When running tensorflow benchmarks from terminal, there are a couple of parameters we can specify. There is a parameter called gradient_repacking. What does it represent and how would one think about setting it?
python tf_cnn_benchmarks.py --data_format=NCHW --batch_size=256 \
--model=resnet50 --optimizer=momentum --variable_update=replicated \
--nodistortions --gradient_repacking=8 --num_gpus=8 \
--num_epochs=90 --weight_decay=1e-4 --data_dir=${DATA_DIR} --use_fp16 \
--train_dir=${CKPT_DIR}
For those searching in the future, gradient_repacking affects all-reduce in replicated mode. From the flags definition:
flags.DEFINE_integer('gradient_repacking', 0, 'Use gradient repacking. It'
'currently only works with replicated mode. At the end of'
'of each step, it repacks the gradients for more efficient'
'cross-device transportation.

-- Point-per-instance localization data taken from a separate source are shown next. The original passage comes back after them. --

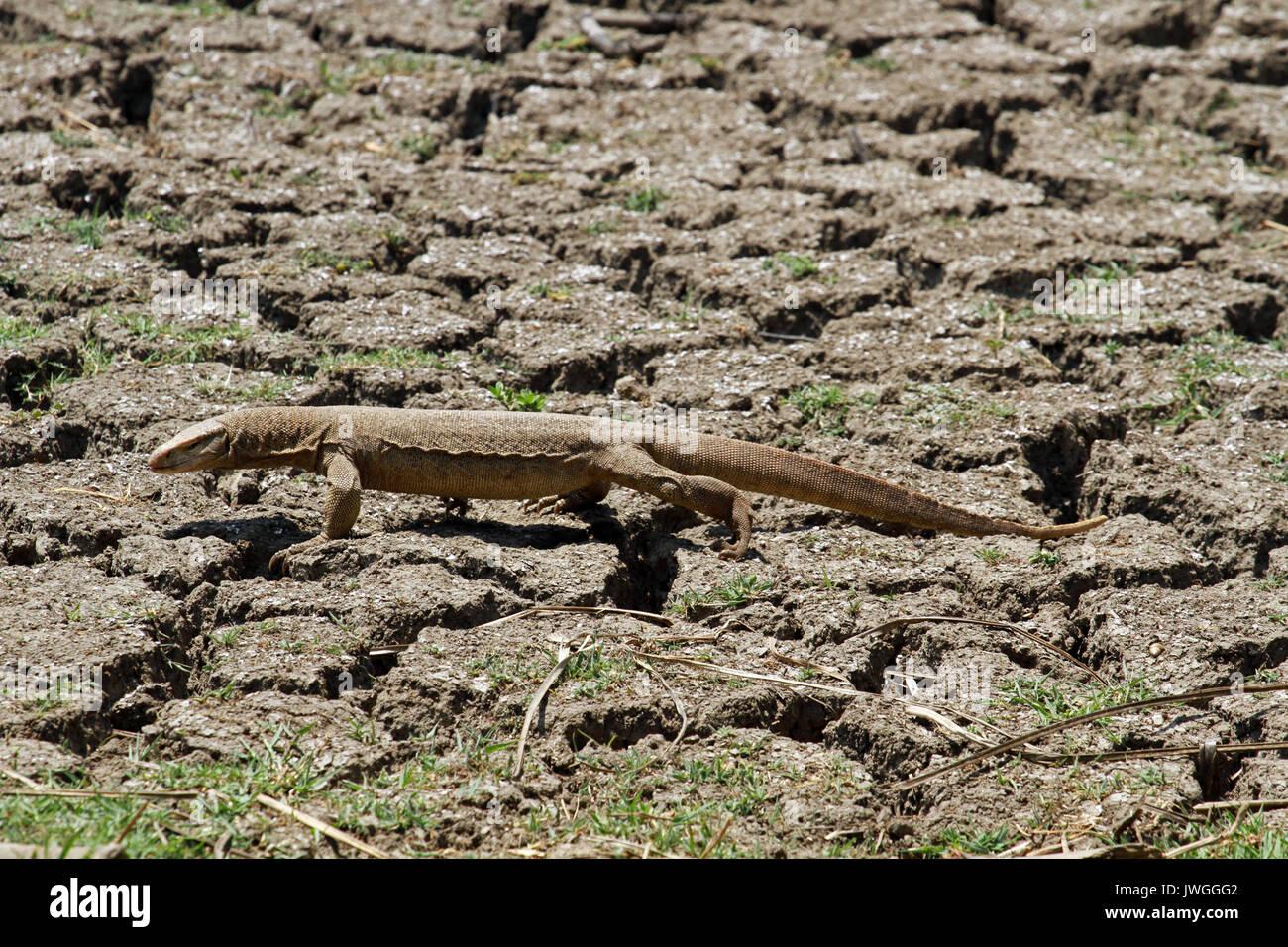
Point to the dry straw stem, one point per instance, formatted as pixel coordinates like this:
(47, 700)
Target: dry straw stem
(748, 676)
(986, 622)
(1212, 839)
(102, 793)
(679, 705)
(320, 826)
(1256, 804)
(566, 655)
(1188, 697)
(584, 609)
(84, 125)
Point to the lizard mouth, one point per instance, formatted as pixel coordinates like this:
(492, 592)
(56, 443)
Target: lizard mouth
(193, 449)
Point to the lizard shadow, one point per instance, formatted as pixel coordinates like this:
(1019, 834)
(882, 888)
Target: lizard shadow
(492, 531)
(263, 536)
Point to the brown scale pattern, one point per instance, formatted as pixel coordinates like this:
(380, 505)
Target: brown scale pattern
(566, 462)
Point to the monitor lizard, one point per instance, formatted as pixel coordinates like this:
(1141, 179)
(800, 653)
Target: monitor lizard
(559, 463)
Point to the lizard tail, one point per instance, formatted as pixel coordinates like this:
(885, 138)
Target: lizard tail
(763, 470)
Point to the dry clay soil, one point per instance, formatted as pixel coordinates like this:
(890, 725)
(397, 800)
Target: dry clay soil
(800, 223)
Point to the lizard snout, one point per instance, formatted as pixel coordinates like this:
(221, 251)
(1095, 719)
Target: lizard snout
(193, 449)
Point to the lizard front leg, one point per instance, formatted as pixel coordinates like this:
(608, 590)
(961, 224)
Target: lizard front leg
(570, 501)
(339, 510)
(634, 468)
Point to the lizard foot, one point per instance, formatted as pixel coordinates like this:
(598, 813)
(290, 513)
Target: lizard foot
(281, 558)
(455, 505)
(571, 501)
(552, 504)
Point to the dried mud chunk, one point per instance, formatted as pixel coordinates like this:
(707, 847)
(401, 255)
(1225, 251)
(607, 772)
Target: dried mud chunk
(333, 733)
(1186, 638)
(887, 741)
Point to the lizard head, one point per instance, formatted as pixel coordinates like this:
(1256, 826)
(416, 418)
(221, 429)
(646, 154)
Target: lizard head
(193, 449)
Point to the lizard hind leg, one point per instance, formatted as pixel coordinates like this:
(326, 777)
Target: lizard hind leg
(570, 501)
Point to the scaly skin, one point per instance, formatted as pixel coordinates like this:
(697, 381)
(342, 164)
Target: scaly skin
(561, 462)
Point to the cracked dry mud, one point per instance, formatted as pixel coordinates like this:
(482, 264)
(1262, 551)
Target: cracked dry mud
(800, 223)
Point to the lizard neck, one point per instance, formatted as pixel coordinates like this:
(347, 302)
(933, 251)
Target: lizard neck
(263, 437)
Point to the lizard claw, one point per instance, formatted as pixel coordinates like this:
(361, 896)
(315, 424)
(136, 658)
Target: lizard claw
(278, 562)
(553, 504)
(282, 557)
(455, 505)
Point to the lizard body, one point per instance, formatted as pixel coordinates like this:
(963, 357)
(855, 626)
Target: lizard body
(561, 462)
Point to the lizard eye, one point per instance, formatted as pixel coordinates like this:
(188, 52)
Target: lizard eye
(194, 449)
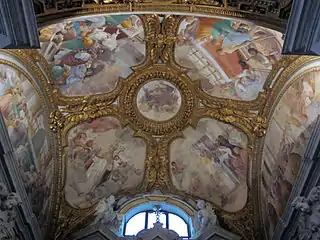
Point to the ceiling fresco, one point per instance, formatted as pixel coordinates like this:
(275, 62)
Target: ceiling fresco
(211, 162)
(230, 58)
(83, 52)
(25, 115)
(103, 158)
(175, 103)
(287, 138)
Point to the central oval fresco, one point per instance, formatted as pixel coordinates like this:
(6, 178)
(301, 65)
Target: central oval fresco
(159, 100)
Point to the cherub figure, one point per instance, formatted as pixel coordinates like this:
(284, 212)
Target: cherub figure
(204, 217)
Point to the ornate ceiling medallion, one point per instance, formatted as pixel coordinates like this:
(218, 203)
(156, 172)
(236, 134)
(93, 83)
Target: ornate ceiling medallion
(158, 100)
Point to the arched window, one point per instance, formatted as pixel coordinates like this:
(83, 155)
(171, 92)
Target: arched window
(146, 219)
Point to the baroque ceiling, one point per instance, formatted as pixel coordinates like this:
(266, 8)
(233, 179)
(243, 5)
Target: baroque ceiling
(172, 102)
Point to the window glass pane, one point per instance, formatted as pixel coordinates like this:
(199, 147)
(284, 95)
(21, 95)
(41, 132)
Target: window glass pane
(152, 218)
(178, 225)
(135, 224)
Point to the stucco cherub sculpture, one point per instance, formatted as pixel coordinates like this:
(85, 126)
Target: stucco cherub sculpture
(105, 214)
(204, 217)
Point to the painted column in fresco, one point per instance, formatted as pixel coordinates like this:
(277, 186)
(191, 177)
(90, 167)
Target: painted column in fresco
(9, 175)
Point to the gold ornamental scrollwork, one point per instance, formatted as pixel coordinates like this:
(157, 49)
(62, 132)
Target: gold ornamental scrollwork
(128, 101)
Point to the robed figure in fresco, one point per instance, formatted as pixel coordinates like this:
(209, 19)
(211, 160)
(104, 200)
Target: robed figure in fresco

A non-zero value specifies'
'the number of split packs that will be formed.',
lower_bound=0)
As for the optimal, I've seen gradient_repacking=8
as you have and gradient_repacking=2
.
My best guess is the parameter refers to the number of shards the gradients get broken down into for sharing among other workers. Eight in this case would seem to mean each GPU shares with each other GPU (i.e. all-to-all) (for your num_gpus=8
) while 2 would mean sharing only with neighbors in a ring fashion.
Given that Horovod uses its own all reduce algorithm, it makes sense that setting gradient_repacking
has no effect when --variable_update=horovod
.